In the movie Avalon, the father character Sam Krichinsky, remarks wistfully, “If I knew things would no longer be, I would have tried to remember better.” I’m sort of feeling as Sam did today when I learned about the sale of The Washington Post to Amazon founder Jeff Bezos. We mourn for what was while moving forward to the future.
My first job in Washington was as a temp in the advertising department at The Post and through a strange and wonderful journey ended up reporting for the paper on its Metro and Style desks, garnering two front page stories. It was one of the best experiences of my life–working with some of the most talented journalists in the business and getting a view of Washington that most people only get to read about. The four years I spent there in various jobs there was like getting a Masters degree in journalism. It was an exciting place to be, crackling with possibility.
During the 1980s, I remember the biggest competitive threat wasn’t The New York Times but television which vied for readers’ attention. No one could have predicted or imagined the Internet at that time.
Unfortunately for The Post, they weren’t able to keep pace with the profound changes in communications and the way we now access and share information. For years, I have steadfastly held on to my print subscription because I wanted to support the paper. A few weeks ago, I decided to drop it and go digital; let me say that The Post isn’t making it easy for me to do this.

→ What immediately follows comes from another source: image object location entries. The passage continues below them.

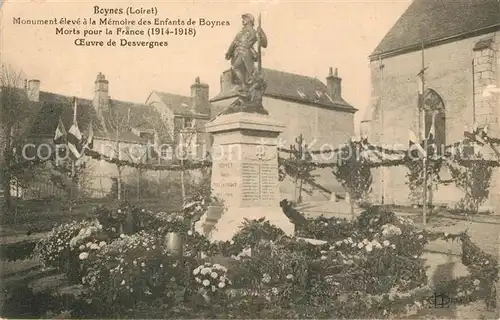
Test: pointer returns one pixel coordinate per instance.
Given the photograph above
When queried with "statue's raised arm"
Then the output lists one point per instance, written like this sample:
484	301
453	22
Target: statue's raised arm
244	71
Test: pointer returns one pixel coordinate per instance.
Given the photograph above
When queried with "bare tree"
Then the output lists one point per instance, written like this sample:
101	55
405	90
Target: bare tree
185	144
16	117
116	124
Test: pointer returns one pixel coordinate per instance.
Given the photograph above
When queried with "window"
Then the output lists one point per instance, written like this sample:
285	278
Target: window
435	120
165	152
188	122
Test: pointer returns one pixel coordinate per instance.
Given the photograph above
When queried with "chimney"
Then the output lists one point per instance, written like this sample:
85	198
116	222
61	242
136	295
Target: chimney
199	96
101	97
334	84
226	83
33	90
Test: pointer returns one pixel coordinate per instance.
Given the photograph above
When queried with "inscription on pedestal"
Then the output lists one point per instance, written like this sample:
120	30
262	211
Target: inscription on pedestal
225	180
259	182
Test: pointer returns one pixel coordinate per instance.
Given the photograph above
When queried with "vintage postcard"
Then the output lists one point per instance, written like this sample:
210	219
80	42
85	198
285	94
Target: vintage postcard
263	159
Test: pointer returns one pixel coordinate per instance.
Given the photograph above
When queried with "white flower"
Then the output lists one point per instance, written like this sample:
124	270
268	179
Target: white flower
266	278
83	255
376	244
205	271
369	247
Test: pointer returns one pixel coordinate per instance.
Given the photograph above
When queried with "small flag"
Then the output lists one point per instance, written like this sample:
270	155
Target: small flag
89	141
75	141
75	136
60	134
413	143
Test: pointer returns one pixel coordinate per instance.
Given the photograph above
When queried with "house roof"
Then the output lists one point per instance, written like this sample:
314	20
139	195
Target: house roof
430	21
290	86
178	104
53	107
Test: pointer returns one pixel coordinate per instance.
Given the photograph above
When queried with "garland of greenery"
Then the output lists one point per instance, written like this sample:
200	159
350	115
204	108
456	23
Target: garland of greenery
186	165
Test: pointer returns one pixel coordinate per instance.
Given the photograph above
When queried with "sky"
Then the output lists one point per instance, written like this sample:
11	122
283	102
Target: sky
305	37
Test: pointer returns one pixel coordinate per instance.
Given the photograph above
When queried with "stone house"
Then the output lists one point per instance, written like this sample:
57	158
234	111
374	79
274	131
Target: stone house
125	130
461	54
306	106
184	119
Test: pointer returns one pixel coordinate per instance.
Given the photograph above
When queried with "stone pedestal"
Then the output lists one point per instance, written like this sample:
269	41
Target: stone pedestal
244	174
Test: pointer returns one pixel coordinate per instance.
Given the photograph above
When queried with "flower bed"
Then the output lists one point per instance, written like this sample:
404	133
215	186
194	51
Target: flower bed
370	267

The sale to Bezos is a good thing and I commend Katharine Weymouth and Don Graham for their courage in making this move. But it yet another reminder of how much things are changing and how the world that I grew up in is slipping away to make room for a different one. That is change and we better embrace it.
The lesson in all of this is something Bezos himself said in a interview a few years ago: “If you want to ensure your extinction, cease to evolve.”